I'm in this for the educational value, and I think that other people on SE will be interested in the answer. However, I appreciate that others might not be as comfortable with this topic. If you have a concern about something I've said, please leave a comment and I promise I'll change my post.
This is trivial to do when the function in question is in the binary itself and uses standard calling conventions. Example:
void make_noise() { printf("Quack!\n"); }
int fn1() { puts("fn1"); make_noise(); return 1; }
int fn2() { puts("fn2"); make_noise(); return 2; }
int main() { puts("main"); return fn1() + fn2() - 3; }
gcc -w t.c -o a.out && ./a.out
This outputs (expected):
main
fn1
Quack!
fn2
Quack!
Now let's get rid of the noise:
gdb -q --write ./a.out
(gdb) disas/r make_noise
Dump of assembler code for function make_noise:
0x000000000040052d <+0>: 55 push %rbp
0x000000000040052e <+1>: 48 89 e5 mov %rsp,%rbp
0x0000000000400531 <+4>: bf 34 06 40 00 mov $0x400634,%edi
0x0000000000400536 <+9>: e8 d5 fe ff ff callq 0x400410 <puts#plt>
0x000000000040053b <+14>: 5d pop %rbp
0x000000000040053c <+15>: c3 retq
End of assembler dump.
This tells us a few things:
The function that we want to get rid of starts at address 0x40052d
The op-code of retq instruction is 0xC3.
Let's patch retq as the first instruction of make_noise, and see what happens:
(gdb) set *(char*)0x40052d = 0xc3
(gdb) disas make_noise
Dump of assembler code for function make_noise:
0x000000000040052d <+0>: retq
0x000000000040052e <+1>: mov %rsp,%rbp
0x0000000000400531 <+4>: mov $0x400634,%edi
0x0000000000400536 <+9>: callq 0x400410 <puts#plt>
0x000000000040053b <+14>: pop %rbp
0x000000000040053c <+15>: retq
End of assembler dump.
It worked!
(gdb) q
Segmentation fault (core dumped) ## This is a long-standing GDB bug
And now let's run patched binary:
$ ./a.out
main
fn1
fn2
Voila!

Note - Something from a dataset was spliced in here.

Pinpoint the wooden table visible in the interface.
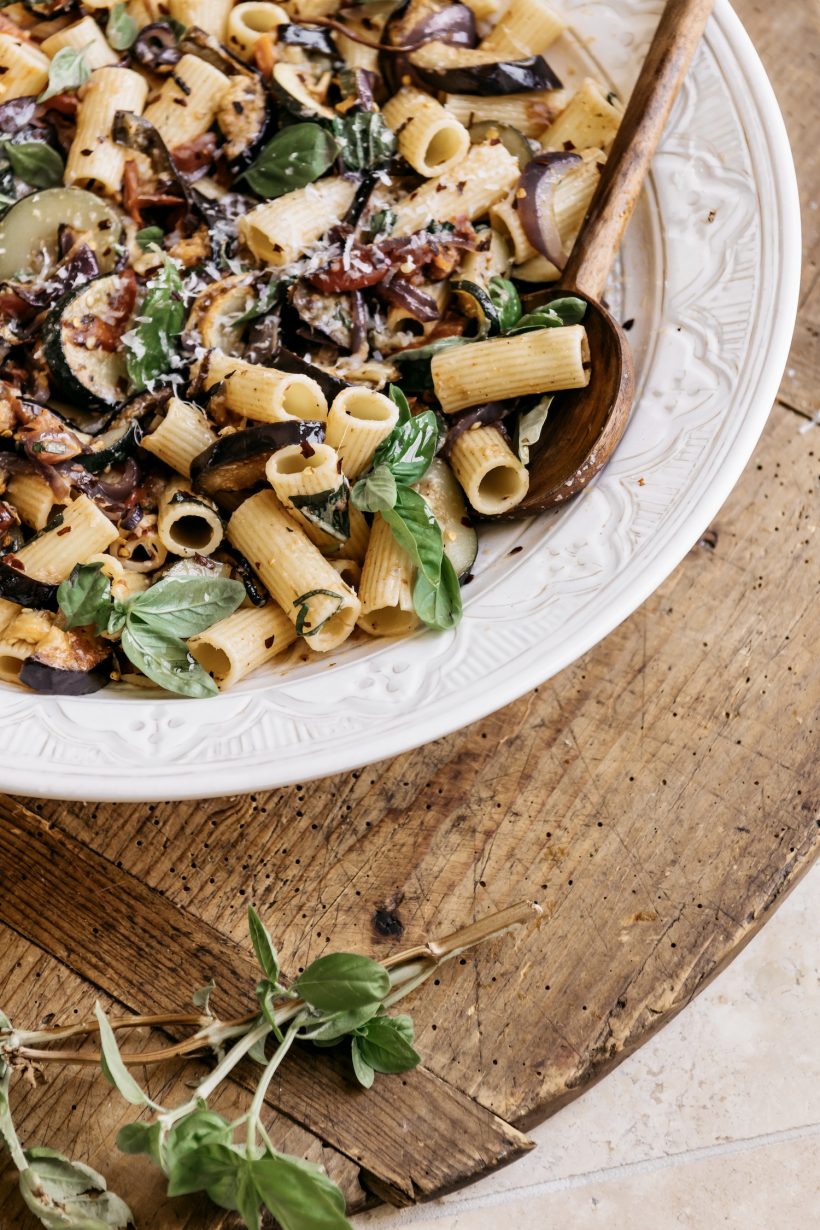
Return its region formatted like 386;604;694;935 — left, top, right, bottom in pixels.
0;0;820;1230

No noise.
If the function is in a different binary, LD_PRELOAD techniques mentioned by Florian Weimer is usually easier than binary patching.

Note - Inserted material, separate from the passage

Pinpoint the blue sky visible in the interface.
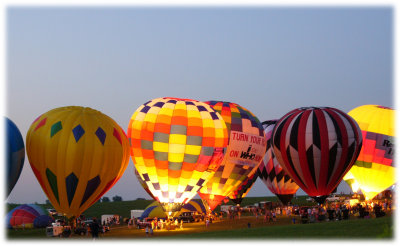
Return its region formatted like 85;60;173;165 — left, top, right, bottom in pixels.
5;6;394;203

ELF dynamic linking implementations often support LD_PRELOAD and LD_AUDIT modules, which can both intercept calls into another shared object. LD_AUDIT offers more control, and exists on GNU/Linux (but the Solaris documentation is the canonical reference).

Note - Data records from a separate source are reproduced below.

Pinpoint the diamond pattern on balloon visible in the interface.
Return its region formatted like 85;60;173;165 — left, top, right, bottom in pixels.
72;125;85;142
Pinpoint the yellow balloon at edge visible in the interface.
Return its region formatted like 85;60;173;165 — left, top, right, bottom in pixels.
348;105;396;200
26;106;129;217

For calls within the same shared object, this may not be possible if the target function is not exported (or the call is executed via a hidden alias; glibc does this a lot). If you have debugging information, you can use systemtap to intercept the call. If the function is inlined, intercepting the call might not be possible even with systemtap because there is no exact place in the instruction stream where the call takes place.